Изменить стиль страницы

— Не поискать ли машину? — спросил он, задыхаясь. — Тебе очень досталось, Тинетта?

Она оттолкнула его руку.

— Но прикасайся ко мне! — почти крикнула она. — Ты такой же, как они, ты тоже немец!

— Но пойми же, Тинетта! Это бедные изголодавшиеся люди, они не понимают, что делают! Мы и в самом деле нехорошо поступаем — в такое время шатаемся по кабакам. Ведь это же понятно, людям приходится так трудно. Они, естественно, завидуют…

Он говорил взволнованно и бессвязно. Пусть его избили и изругали, он чувствовал, что били и ругали не зря. Он был на стороне этих людей, их гнев был ему понятен, даже в своем заблуждении они оставались его братьями. «Даже и в моем заблуждении — ведь и я заблудился, — чувствовал он. — И несравненно больше, чем эти люди…»

— Что ты говоришь, Тинетта?..

— Все вы друг друга стоите! — восклицала Тинетта с горечью. — Все вы — серое, хмурое, тупое мужичье, вот вы и ненавидите свет, смех, веселье! Вы бы рады и весь мир сделать таким же серым, хмурым, он бы вам подошел под настроение! Вы убиваете всякую радость…

«Неправду она говорит, и мы были когда-то веселы, — думал Гейнц. — Мы только все растеряли за эти ужасные годы. А может, мы и правда никогда не умели веселиться по-настоящему?..»

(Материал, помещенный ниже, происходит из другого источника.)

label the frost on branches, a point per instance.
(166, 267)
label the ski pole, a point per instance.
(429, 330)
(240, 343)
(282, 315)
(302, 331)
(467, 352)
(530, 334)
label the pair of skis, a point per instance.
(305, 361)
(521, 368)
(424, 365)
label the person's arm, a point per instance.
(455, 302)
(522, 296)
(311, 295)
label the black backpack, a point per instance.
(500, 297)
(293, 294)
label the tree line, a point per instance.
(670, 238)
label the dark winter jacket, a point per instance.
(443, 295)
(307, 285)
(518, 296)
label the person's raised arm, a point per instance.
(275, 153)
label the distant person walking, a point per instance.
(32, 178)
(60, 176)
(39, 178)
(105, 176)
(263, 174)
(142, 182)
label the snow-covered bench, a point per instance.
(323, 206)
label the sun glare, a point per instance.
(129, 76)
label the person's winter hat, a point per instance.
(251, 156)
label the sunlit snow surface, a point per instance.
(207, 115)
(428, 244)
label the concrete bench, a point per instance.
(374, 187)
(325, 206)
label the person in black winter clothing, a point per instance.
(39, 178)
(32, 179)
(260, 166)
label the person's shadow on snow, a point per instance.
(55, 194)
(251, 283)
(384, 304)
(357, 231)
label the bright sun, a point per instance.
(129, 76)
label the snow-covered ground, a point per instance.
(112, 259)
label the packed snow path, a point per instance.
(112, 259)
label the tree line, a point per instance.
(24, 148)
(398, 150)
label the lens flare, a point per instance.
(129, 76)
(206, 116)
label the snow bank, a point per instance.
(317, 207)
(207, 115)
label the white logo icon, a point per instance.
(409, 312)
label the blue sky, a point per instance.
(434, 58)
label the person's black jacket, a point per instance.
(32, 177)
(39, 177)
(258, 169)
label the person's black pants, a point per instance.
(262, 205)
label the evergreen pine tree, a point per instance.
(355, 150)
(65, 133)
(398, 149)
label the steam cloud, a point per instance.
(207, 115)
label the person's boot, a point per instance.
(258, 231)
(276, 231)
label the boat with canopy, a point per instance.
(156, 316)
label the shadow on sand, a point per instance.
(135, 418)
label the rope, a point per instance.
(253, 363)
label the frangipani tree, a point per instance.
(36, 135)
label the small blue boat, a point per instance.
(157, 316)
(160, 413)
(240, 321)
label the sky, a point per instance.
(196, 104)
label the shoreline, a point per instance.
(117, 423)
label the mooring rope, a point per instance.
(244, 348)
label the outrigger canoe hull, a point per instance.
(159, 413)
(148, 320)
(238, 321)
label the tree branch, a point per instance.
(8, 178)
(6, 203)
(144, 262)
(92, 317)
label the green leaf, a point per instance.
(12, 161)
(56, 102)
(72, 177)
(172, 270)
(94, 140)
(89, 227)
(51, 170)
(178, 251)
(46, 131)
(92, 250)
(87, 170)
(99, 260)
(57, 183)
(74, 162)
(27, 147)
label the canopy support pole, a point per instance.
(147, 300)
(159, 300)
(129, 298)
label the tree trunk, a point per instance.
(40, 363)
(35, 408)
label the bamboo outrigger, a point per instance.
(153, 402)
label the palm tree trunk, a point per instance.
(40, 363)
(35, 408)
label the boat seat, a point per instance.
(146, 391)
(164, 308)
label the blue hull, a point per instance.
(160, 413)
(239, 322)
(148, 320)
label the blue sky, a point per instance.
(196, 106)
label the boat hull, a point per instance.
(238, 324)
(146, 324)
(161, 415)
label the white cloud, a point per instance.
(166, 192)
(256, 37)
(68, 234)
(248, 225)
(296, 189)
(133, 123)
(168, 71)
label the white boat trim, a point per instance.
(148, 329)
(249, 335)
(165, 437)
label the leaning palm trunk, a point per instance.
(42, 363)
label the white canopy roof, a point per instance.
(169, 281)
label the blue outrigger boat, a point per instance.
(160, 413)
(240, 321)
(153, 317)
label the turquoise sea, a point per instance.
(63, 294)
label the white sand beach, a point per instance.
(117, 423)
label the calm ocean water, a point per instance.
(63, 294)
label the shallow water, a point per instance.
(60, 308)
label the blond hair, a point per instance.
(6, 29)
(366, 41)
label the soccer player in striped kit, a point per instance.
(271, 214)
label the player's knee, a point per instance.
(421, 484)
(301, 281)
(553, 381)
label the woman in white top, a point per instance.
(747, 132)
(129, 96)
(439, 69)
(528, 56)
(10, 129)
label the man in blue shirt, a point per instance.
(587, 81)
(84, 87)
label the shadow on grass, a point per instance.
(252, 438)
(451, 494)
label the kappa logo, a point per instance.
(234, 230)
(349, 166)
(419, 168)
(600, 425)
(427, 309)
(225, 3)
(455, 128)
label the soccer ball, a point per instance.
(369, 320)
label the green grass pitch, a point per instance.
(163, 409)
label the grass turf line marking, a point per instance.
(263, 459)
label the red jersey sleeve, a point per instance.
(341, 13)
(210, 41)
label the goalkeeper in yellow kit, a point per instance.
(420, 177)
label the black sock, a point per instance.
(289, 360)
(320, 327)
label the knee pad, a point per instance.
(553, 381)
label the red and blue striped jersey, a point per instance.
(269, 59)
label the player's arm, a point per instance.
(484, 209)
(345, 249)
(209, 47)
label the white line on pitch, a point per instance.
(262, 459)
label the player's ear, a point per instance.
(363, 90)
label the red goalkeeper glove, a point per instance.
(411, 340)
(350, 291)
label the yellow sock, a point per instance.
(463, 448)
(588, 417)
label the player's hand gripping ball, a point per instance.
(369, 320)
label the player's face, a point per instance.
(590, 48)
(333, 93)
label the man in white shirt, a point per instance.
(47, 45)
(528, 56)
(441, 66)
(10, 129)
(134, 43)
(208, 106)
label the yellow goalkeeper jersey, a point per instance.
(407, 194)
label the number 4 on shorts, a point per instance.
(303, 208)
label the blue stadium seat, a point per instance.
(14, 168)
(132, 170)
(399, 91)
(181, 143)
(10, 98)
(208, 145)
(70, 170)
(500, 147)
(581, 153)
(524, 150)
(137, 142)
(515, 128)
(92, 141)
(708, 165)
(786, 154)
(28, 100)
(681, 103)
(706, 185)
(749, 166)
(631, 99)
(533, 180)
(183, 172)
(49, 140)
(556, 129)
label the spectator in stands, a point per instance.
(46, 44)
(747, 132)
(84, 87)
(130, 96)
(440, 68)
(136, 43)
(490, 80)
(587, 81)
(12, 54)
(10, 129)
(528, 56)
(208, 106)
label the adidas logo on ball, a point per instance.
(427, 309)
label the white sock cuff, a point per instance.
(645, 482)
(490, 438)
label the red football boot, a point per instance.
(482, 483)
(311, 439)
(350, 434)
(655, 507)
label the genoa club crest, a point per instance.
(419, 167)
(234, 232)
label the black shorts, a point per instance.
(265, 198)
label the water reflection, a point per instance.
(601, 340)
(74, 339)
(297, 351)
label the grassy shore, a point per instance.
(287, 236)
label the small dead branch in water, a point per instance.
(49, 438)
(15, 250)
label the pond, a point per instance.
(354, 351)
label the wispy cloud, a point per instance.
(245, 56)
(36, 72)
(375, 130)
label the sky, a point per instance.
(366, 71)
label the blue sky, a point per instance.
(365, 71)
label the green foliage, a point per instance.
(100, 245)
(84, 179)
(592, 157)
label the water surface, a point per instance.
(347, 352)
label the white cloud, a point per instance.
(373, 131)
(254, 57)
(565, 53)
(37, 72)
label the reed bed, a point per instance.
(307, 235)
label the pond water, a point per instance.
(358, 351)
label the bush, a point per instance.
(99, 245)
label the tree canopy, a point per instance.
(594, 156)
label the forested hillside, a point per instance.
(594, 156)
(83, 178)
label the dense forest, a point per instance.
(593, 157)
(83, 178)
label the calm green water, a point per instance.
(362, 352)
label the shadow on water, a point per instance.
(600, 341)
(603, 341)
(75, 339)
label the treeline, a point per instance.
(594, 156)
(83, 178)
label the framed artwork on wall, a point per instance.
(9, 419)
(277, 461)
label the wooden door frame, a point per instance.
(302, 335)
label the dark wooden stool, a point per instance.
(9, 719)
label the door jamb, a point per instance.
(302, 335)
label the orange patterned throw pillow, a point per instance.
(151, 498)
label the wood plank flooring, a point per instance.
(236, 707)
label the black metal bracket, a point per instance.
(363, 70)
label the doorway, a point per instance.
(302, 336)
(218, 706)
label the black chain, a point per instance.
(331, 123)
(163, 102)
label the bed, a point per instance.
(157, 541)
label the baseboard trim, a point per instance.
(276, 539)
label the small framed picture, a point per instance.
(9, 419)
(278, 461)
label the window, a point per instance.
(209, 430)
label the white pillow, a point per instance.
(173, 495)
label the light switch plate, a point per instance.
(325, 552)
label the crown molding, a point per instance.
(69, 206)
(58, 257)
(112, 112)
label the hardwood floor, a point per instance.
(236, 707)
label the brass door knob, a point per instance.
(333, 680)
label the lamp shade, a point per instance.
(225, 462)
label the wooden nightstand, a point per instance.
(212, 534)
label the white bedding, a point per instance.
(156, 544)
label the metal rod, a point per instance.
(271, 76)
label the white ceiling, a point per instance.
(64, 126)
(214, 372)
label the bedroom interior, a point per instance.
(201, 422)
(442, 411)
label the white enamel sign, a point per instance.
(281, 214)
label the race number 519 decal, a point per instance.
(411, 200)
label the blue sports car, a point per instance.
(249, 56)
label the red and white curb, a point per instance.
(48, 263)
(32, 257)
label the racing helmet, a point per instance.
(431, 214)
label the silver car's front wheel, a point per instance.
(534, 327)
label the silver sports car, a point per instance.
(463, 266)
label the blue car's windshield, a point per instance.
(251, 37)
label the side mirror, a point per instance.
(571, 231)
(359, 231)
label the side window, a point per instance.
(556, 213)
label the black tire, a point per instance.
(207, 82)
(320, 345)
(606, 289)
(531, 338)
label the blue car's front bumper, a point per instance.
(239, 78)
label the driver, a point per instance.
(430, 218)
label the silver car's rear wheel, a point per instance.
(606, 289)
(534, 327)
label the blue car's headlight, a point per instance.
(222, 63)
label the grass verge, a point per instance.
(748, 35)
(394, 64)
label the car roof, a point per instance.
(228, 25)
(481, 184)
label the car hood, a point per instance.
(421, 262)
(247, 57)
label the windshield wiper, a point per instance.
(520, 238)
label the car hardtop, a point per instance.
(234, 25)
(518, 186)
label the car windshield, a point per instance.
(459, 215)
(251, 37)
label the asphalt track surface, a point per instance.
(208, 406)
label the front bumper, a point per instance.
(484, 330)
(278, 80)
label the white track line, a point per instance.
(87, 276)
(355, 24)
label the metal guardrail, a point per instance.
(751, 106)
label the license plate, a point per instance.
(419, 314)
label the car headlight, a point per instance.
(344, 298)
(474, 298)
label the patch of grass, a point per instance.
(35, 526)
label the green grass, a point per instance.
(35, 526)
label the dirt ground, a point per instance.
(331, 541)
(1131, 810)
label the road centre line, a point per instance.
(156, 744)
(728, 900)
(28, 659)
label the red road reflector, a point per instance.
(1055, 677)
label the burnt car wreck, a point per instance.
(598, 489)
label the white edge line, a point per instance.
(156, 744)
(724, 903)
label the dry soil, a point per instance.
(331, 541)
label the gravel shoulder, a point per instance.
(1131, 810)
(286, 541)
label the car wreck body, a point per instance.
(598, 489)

— Вы, немцы, — продолжала она горячо, — вы любите одну лишь смерть! Вы только и говорите что о смерти, о конце. Умереть с достоинством, говорите вы! Дурачье, подумаешь, большое дело — умереть. Жить надо уметь, понимать, что такое жизнь — прекрасная, веселая жизнь, какой живут у меня на родине! С тех пор как я здесь, я еще ни разу не смеялась от души!

— Неправда! — воскликнул Гейнц. — Тинетта, Тинетта, как часто ты радовала нас своим смехом!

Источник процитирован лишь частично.